What Is a Hard Money Loan?

   What is the Definition of a Hard Money Loan?

A hard money loan is a type of asset based loan financing in which the borrower of said funds has them secured by real property.  These kinds of loans are most often issued to private investors and companies as they have more collateral to place against the loan they are issuing. These types of loans are also characterized by higher interest rates as the duration of the loan is shorter.

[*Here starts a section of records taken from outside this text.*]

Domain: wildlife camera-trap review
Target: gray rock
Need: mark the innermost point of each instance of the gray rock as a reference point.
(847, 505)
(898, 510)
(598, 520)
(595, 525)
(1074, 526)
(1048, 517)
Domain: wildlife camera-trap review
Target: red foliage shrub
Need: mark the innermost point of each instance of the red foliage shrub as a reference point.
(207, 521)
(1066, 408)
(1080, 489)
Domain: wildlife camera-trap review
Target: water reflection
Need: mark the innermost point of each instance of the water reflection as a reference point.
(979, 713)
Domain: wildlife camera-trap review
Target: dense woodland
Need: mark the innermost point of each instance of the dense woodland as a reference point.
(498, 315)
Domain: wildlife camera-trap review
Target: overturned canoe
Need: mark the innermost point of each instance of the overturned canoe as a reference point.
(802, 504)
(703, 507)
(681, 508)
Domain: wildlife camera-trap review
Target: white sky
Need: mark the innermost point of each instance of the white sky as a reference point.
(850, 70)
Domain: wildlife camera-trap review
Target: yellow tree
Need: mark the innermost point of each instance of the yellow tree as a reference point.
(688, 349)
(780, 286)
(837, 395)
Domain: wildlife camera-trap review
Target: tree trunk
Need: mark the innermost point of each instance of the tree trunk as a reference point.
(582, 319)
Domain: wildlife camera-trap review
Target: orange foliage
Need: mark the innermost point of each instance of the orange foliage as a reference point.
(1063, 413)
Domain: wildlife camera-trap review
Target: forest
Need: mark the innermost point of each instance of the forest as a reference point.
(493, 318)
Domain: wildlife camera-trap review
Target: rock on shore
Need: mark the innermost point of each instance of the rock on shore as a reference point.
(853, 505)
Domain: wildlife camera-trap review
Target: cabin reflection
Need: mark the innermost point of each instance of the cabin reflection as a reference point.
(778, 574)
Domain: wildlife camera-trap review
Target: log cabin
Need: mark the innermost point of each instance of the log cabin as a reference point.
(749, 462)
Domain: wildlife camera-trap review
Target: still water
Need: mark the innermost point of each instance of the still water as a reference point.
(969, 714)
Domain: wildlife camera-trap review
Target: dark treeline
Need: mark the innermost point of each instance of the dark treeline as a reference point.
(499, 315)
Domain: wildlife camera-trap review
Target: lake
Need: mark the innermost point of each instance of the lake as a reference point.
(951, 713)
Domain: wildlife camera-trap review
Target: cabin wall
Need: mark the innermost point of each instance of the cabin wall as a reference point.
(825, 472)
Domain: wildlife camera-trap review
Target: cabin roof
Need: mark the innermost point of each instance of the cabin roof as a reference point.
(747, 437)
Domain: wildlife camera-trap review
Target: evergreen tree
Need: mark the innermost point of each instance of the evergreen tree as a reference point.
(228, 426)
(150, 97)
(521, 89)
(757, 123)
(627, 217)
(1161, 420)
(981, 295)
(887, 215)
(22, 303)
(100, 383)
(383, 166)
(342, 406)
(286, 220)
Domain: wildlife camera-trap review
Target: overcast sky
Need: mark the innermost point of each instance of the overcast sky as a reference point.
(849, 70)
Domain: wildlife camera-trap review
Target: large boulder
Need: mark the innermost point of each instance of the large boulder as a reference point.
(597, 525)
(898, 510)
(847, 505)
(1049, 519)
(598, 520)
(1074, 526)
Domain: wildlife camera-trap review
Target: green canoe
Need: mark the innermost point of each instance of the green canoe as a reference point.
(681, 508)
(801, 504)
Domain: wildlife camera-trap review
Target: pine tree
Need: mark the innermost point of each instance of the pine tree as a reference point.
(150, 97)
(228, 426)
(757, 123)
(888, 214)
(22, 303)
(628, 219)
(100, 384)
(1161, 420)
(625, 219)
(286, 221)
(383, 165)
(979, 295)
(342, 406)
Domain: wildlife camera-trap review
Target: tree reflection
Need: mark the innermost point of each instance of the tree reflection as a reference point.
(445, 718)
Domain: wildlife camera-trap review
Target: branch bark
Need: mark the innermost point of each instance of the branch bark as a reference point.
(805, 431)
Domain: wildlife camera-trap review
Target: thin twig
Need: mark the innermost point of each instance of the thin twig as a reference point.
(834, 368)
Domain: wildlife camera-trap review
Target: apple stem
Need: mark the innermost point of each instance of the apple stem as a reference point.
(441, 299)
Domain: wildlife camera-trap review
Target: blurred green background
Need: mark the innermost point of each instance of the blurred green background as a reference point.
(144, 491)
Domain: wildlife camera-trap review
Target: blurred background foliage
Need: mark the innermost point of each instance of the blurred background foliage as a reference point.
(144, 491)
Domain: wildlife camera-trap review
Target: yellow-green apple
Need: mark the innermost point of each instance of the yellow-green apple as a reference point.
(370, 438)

The qualifications for a hard money loan are  similar to any other conventional loan, in so far as credit scores / rating, income, and other lending criteria may be analyzed. Typically most lenders qualify purely on the type and amount of collateral the put to secure the loan.

Jumbo Hard Money Loans

Hard money loans are structured loans that are also based on the quick sale value of the property put up as collateral. This is referred to as the loan to value ratio, also known as the LTV ratio. Because of the fluidity of this loan the loan to value ratio is normally somewhere between sixty to seventy percent of the estimated market value of the property.
In a few cases, the low loan to values cannot support a loan of significant size to repay the existing mortgage lender, which is needed in order for the hard money lender to be in the first lien collection position. In the interest of security of the hard money loan the lender is always wanting to be in the first position of collection on the lien. For this reason a hard money lender may request a “Cross Lien” transaction which will allow a lien on another of the borrowers properties. This process of a cross lien is normally reserved for commercial borrowers as residential borrowers may not always have to ability or the property to put another property up for collateral.